Why was the practice initiated:
Marguerite Mulvey Elementary School serves as one of the district's magnet schools for bilingual students. The bilingual special education program was created in response to the increasing number of referrals of bilingual students to the Committee on Special Education. This transitional bilingual model was designed to address the unique needs of students with disabilities who are not native English language speakers. The model incorporates scientifically-based reading instruction and evidence-based practices enhanced by special education supports and services, allowing students to achieve English language proficiency while learning skills in their native language.
Why the practice was validated by S³TAIR:
The Marguerite Mulvey Elementary School bilingual special
education model for literacy emphasizes two key elements of
effective instructional practices for English language learners:
student achievement and family engagement. Student outcomes
demonstrate the power of the practice, with the percentage of
students achieving benchmark at the fall assessment in Grades 2
and 3 increasing from 20% to 50% since the inception of the
practice, indicating that students are acquiring literacy skills
and retaining them year to year. Student achievement on winter
benchmarks is approaching 70%. Scores on the New York State
Assessment in English Language Arts for all students at
Marguerite Mulvey Elementary School have risen from 40 to 60
percent achieving proficiency in Grade 3 and 30 to 70 percent
achieving proficiency in Grade 4 from 2007 to 2009. According to
teachers, this data-intensive model allows them to use more
individualized instructional practices with all their students,
resulting in a reduction of referrals to the Committee on
Special Education. Special education teachers report that the
availability of data serves as a resource for developing more
specific and appropriate IEP goals.
The staff at Marguerite Mulvey Elementary School recognize the impact family support can have on student performance, and put great effort into involving families throughout the year.

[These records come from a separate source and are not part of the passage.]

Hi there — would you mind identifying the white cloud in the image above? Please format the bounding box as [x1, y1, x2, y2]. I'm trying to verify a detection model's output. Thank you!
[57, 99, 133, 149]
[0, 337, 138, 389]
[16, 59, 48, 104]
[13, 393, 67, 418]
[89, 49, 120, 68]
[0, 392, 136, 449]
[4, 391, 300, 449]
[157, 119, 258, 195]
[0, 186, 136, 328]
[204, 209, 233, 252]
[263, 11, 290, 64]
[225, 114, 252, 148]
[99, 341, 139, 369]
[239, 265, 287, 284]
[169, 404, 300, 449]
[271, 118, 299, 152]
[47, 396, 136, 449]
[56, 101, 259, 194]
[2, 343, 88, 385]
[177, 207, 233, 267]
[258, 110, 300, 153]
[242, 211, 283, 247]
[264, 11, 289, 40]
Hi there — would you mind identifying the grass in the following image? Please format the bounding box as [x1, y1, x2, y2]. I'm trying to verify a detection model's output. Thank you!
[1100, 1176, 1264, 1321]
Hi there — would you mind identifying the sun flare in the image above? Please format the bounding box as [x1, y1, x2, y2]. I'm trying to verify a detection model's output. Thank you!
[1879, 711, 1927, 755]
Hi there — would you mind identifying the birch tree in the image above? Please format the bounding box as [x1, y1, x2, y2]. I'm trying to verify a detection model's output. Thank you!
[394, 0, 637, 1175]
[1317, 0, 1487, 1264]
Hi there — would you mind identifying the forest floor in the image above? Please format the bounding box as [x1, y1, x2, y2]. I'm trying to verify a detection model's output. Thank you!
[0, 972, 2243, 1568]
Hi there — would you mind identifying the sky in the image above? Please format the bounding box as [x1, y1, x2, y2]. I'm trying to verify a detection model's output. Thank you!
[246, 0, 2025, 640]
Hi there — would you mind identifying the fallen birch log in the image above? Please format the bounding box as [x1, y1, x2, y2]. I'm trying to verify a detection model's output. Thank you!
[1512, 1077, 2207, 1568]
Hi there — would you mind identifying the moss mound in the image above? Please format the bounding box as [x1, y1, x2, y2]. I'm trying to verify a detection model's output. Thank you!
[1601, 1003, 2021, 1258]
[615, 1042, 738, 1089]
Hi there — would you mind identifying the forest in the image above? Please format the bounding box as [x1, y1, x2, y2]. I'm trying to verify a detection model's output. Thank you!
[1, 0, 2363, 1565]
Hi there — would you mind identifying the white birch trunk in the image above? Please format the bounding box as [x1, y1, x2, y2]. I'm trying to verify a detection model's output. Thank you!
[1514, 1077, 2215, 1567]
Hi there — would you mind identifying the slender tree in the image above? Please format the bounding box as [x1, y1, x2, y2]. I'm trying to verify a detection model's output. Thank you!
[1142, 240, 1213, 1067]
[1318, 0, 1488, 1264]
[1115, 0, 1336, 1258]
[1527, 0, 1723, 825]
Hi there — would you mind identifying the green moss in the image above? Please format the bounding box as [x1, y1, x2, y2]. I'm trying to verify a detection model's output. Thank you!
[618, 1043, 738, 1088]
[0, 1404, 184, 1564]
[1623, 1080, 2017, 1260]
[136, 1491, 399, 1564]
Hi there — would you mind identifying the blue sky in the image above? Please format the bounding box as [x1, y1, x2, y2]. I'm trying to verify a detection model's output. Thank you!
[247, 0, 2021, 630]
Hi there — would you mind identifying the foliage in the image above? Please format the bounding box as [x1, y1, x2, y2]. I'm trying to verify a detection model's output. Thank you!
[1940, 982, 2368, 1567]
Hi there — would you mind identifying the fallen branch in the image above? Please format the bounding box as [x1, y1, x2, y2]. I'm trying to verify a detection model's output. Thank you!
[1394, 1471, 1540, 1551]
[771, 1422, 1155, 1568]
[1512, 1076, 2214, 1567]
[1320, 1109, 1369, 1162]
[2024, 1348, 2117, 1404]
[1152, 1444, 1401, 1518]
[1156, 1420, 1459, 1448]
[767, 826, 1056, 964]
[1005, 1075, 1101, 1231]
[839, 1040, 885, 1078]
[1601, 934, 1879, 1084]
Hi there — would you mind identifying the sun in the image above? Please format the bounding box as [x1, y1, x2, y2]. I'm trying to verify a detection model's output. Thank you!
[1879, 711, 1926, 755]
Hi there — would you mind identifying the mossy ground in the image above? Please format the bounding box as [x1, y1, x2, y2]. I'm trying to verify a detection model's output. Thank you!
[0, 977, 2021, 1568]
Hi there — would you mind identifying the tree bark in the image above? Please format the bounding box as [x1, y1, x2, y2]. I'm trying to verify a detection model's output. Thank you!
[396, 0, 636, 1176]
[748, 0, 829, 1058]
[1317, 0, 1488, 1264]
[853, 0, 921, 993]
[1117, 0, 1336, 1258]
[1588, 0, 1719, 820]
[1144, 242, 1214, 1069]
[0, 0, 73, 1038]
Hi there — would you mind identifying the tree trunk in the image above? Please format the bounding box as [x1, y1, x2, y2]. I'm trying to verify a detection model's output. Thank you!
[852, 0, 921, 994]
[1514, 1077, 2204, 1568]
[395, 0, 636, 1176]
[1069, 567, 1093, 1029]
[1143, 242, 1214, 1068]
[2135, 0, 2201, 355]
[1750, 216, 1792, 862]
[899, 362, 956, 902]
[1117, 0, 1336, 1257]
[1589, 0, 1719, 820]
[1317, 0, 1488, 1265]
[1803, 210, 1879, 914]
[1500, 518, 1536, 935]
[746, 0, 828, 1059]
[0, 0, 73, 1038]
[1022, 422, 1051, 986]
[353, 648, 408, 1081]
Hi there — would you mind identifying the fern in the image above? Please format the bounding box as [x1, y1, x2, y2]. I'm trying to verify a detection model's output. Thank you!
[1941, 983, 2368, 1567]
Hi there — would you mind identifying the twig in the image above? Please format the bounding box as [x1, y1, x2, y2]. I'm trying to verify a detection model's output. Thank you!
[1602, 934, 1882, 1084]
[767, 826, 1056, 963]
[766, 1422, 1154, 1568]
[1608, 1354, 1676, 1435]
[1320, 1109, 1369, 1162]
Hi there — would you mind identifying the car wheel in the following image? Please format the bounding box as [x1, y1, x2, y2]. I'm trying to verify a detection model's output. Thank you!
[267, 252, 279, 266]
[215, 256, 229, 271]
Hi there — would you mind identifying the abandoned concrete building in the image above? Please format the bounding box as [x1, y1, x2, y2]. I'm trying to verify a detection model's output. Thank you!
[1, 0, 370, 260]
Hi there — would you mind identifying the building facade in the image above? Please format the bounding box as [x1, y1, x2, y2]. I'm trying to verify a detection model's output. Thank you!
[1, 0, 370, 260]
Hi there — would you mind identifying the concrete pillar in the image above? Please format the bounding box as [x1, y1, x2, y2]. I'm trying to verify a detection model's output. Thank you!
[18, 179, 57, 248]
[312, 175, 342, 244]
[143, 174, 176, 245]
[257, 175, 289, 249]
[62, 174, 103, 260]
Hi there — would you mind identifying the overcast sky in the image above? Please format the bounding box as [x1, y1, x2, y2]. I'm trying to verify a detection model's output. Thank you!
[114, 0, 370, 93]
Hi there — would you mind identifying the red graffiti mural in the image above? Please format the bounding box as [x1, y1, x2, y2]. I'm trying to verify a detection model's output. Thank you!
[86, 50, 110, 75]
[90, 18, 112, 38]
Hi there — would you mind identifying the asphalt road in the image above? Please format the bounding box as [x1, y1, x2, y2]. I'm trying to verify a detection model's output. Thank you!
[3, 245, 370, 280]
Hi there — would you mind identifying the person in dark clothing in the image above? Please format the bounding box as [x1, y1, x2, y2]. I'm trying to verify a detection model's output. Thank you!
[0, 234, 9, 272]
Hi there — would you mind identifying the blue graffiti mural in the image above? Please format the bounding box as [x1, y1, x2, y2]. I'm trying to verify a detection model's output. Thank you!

In addition to a consistent stream of communication through newsletters, strategies such as informational sessions, dine and discuss forums, and other community-related events are successful elements of this support. Student attendance at Marguerite Mulvey Elementary School has increased from 83 to 96 percent over the past six years, and the principal describes discipline issues as almost nonexistent. Staff believe that improvements in attendance and achievement can be attributed to increased engagement, expectations, and achievement gained through family support.